The greatest gains, however, appear to be in response time.

According to Fischer, the average school shooter shoots one person every 15 seconds. He said that DPS needs to think about response times accordingly—in 15-second increments.

Shorter response times are achievable, he claimed, because Public Safety officers know the community and the geography of campus better than outside forces.

The Rochester Police Department, the nearest armed force, has taken 13 minutes to respond during past active shooter drills—a significant increase from DPS’ one-minute response time. At one person every 15 seconds, the hypothetical death toll rose to 52.

And, the presenters reiterated, that’s just for the River Campus.

Both Crawford and Fischer highlighted the feelings of insecurity at the UR Medical Center, where, on a typical day, a majority of DPS officers are already stationed, and where many wounded criminals are brought for treatment.

“We’re hearing very clearly from the Medical Center: ‘We need to have this, we should have done this years ago, we are unsafe,’” Crawford said at the first presentation.

Fischer, in a later interview, described the Medical Center as labyrinthine and said that, in past drills, external officers have taken a “trailer”—a tagalong DPS officer—to navigate the facility.

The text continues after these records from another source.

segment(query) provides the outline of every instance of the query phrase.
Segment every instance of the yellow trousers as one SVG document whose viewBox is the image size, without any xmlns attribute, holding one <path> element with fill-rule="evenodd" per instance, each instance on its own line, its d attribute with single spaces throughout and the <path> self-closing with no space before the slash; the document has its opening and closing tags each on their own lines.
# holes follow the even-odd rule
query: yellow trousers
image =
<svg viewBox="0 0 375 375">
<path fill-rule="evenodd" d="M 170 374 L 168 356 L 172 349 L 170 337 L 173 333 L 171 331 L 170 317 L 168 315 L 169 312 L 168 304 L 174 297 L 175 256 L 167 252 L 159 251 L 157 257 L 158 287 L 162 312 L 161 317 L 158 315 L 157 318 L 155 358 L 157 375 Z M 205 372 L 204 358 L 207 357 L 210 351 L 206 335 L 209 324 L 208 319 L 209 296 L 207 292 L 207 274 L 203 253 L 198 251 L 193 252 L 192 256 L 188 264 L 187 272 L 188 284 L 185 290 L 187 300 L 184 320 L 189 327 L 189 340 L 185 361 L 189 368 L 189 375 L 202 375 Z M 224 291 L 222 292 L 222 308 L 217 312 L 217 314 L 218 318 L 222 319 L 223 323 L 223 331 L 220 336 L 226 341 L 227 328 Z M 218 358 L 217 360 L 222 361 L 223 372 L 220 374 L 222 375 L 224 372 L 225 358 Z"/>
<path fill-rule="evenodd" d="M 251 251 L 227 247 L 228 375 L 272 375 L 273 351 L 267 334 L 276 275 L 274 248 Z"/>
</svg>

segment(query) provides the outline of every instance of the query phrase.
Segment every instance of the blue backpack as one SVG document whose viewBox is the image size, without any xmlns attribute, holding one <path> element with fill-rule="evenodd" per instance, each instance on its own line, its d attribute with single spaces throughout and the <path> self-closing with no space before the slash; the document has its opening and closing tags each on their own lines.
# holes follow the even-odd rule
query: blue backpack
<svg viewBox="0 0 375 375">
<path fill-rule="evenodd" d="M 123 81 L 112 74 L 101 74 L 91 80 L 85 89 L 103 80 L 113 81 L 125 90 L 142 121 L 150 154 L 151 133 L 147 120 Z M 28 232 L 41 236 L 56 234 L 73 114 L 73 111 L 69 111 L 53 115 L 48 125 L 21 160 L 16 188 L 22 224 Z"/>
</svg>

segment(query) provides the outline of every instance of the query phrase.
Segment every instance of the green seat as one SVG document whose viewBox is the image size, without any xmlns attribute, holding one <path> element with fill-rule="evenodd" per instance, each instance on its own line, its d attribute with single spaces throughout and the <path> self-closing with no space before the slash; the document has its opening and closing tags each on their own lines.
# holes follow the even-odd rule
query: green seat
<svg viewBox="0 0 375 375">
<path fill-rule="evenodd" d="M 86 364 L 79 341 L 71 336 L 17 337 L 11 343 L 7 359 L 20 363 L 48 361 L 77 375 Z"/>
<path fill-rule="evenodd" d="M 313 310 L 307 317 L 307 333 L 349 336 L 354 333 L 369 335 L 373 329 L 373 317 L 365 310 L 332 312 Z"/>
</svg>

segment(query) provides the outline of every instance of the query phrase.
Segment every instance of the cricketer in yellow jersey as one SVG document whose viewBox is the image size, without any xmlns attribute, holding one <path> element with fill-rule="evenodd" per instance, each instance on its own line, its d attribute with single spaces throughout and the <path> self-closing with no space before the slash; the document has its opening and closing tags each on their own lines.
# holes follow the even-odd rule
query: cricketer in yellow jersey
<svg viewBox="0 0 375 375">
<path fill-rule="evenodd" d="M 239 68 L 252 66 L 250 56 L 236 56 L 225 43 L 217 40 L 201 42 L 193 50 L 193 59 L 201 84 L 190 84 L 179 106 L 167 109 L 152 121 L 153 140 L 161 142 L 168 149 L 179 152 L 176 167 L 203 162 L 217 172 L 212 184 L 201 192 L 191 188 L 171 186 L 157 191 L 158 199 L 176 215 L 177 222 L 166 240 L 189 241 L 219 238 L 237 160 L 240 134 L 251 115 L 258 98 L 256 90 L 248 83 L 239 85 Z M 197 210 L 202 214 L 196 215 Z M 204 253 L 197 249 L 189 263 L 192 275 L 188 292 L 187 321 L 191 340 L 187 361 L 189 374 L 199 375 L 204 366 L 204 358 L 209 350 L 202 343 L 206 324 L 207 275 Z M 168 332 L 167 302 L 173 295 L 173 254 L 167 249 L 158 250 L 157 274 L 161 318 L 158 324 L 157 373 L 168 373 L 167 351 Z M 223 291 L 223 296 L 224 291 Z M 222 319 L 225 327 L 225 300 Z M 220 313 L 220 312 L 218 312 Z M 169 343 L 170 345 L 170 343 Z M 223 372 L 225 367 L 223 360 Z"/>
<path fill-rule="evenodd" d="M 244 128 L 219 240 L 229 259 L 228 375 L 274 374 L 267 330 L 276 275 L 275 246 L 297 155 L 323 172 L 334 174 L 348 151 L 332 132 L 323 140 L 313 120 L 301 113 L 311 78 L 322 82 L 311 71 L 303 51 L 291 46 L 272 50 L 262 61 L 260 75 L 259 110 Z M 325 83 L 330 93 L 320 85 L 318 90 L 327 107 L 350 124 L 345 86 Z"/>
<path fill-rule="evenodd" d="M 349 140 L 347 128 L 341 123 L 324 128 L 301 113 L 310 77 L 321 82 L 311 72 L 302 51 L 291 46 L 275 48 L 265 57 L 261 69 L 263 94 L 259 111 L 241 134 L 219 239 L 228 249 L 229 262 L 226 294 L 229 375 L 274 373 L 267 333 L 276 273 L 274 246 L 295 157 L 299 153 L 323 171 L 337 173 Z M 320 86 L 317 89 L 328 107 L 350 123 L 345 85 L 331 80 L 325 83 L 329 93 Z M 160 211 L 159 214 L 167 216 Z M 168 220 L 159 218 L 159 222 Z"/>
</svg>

When asked if his officers have ever felt like they needed a gun, Fischer said yes, citing a patrol commander “who had a bullet narrowly miss his head” and a lieutenant who had been slashed with a boxcutter, and saying that there have been situations where a gun “could have been useful.”

“But,” he continued, “I don’t want to deceive anyone by saying that this is a common occurrence.”

Fischer said that his officers do regularly deal with armed and known criminals, including gang members—who, he said, “don’t leave their guns in the car.”

Concerns from All Sides

Both Crawford and Fischer have insisted that they are listening to students’ concerns, and add to those concerns of their own.

One presentation slide had a list of these, including “national sensitivity towards racially biased policing,” what arming officers suggests about DPS, and how that will change its officers’ interactions with the UR community.

The final concern on the list: “Officers could be involved in unjustified use of lethal force.”

In response, Fischer touted two things: the additional training that armed officers would need to complete, and a shared sense of community between students and DPS officers.

As part of their current training, all DPS officers complete eight hours of diversity training, two hours of community policing training, eight hours of cultural diversity and sexual harassment training, 16 hours of mental illness awareness training, and 40 hours of training devoted to working with emotionally disturbed people.

These hours come in addition to 110 hours of further training in areas including conflict management, ethics, and situational awareness.

Students at both presentations expressed their distaste for the diversity training figure, saying that it wasn’t enough.

All officers will also undergo training about implicit bias in the near future, which Fischer says will be completed this summer under an outside instructor.

Concerning the connection with the community, the presentation specifically named DPS’ efforts to connect with students through the Department’s “Adopt-a-Hall” program—a program that a small student leader panel, meeting with the commission prior to both info sessions, had praised.

“The highest obligation we have is to protect this community,” Fischer said. “We love this place as much as anyone.”

He said Tuesday that if DPS did become armed, he’d hope their guns wouldn’t be used for decades.

Publisher Angela Lai contributed reporting to this piece.

Correction (4/21/2016): A previous version of this story stated that Parker’s conversation with Fischer and Pickering lasted 10 minutes. Actually, Parker felt as though she had gained a better understanding of the issue after 10 minutes of what became a 90-minute conversation.

Correction (7/27/2016): A previous version of this story stated that UR’s was the only agency in New York state with a sworn department that is unarmed. Actually, UR is the only university in the 62-member AAU with a sworn department that is unarmed. Additional information has been added to give context to that figure.